Esitò – quello che le stava chiedendo era quasi certamente contro le regole del carcere – ma solo un istante. Lui si collegò a internet ed entrò subito in Carnivia, passando velocemente in rassegna comandi e funzioni rapide a lei ignoti.

«Come…», iniziò a dire Cate, ma Danile la bloccò.

«Parleremo tra un attimo. Adesso devo concentrarmi».

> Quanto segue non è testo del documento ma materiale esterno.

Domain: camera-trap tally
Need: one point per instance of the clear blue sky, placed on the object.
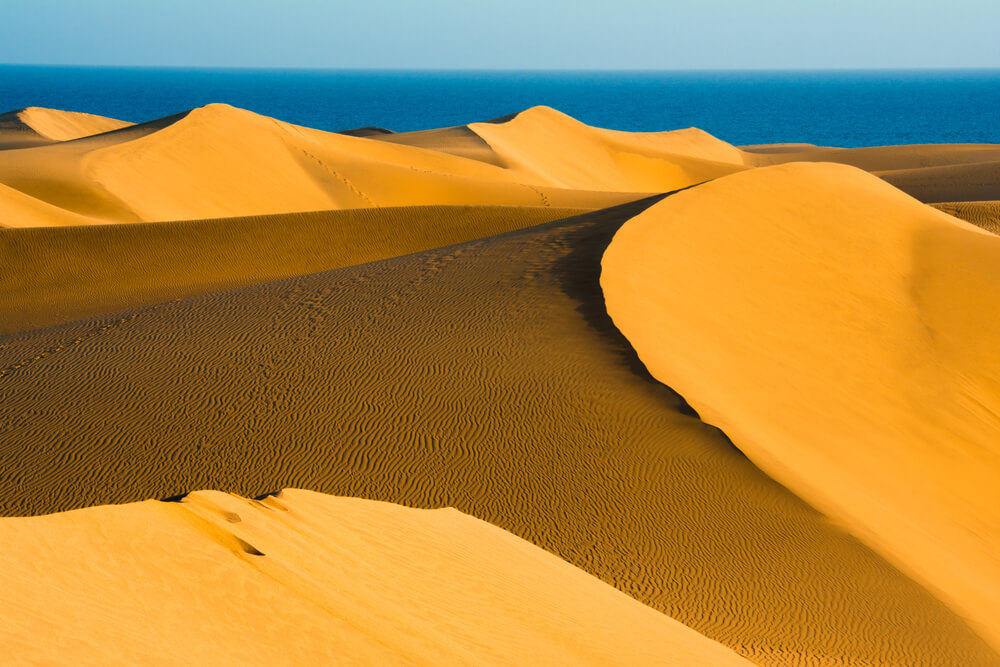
(514, 34)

Per diversi minuti rimase a osservarlo mentre scorreva velocemente i messaggi, rispondendo ad alcuni e cancellandone altri. Infine le restituì il telefono. «L’ho lasciato collegato, entrando con una password da amministratore. Così riuscirai a comunicare direttamente con i “maghi”».

«I “maghi”?»

«Non gestisco Carnivia da solo», rispose spazientito. «I maghi sono gli amministratori. Eric, Anneka, Zara e Max. Puoi fidarti di loro».

«Fidarmi per cosa?».

Fece un respiro, cercando di calmarsi. «Per quella segnalazione di crowdsourcing: un utente di Carnivia afferma di avere ricevuto una proposta di acquisto per i filmati di Mia. La cosa sbalorditiva è che questi filmati risalgono a prima del sequestro; addirittura uno mostra Mia nella sua cameretta».

Cate si accigliò. «Com’è possibile?»

«Un RAT».

«Daniele, vuoi essere più esplicito?»

«Un Remote Administation Tool, uno strumento di accesso remoto. È un programma relativamente semplice che ti permette di prendere il controllo del computer di un’altra persona. Puoi aprire le sue email, curiosare tra i suoi file, recuperare le sue password mentre le digita… e puoi perfino accendere la sua webcam e filmarla senza che se ne accorga. Questo spiega anche come facevano i rapitori a sapere che Mia sarebbe andata al club. La stavano spiando virtualmente, oltre che nel mondo reale».

«Allora è così che sono entrati nel suo account di Carnivia? Rubandole la password?»

«Può essere. Ma non spiega tutto quello che hanno fatto».

«C’è un modo per stabilire chi sia l’hacker?»

«Difficile. Ma questo non significa che tu non possa metterlo in trappola».

«Come?»

«Quantomeno ha un punto debole: il suo ego. L’ha dimostrato con i messaggi che mi ha inviato e con il tentativo di vendere i filmati di Mia. Non lo fa per soldi, ma per vantarsi con i suoi amici hacker. Se lo attiriamo con un’esca abbastanza allettante, magari correrà il rischio».

«Quale esca?».

Daniela puntò il dito verso di lei. «Tu».

«Io?»

«Sì. Cercalo, adulalo e digli che ti servono i suoi servizi e che sei disposta a pagare. Quasi sicuramente installerà un RAT sul tuo computer per controllare chi sei. Quello che non potrà sapere è che i maghi sfrutteranno la sua stessa arma per entrare nel suo processore. Ma dovrai fare attenzione. Ti consiglio di fare un backup completo del PC, ripulirlo e creare una nuova te. Elimina tutti i dati che possano permettergli di scoprire la tua vera identità o dove abiti, ma lascia abbastanza indizi da dargli l’impressione che tu sia una persona vera».

«Come farò a sapere che l’ho trovato?»

«Non temere, non perderà occasione per vantarsi». Le prese il cellulare e aprì il menu dei messaggi per mostrarglielo. «Questa è una delle risposte al mio appello».

E così hai chiesto ai tuoi amici di trovarmi? Ci sarà da divertirsi!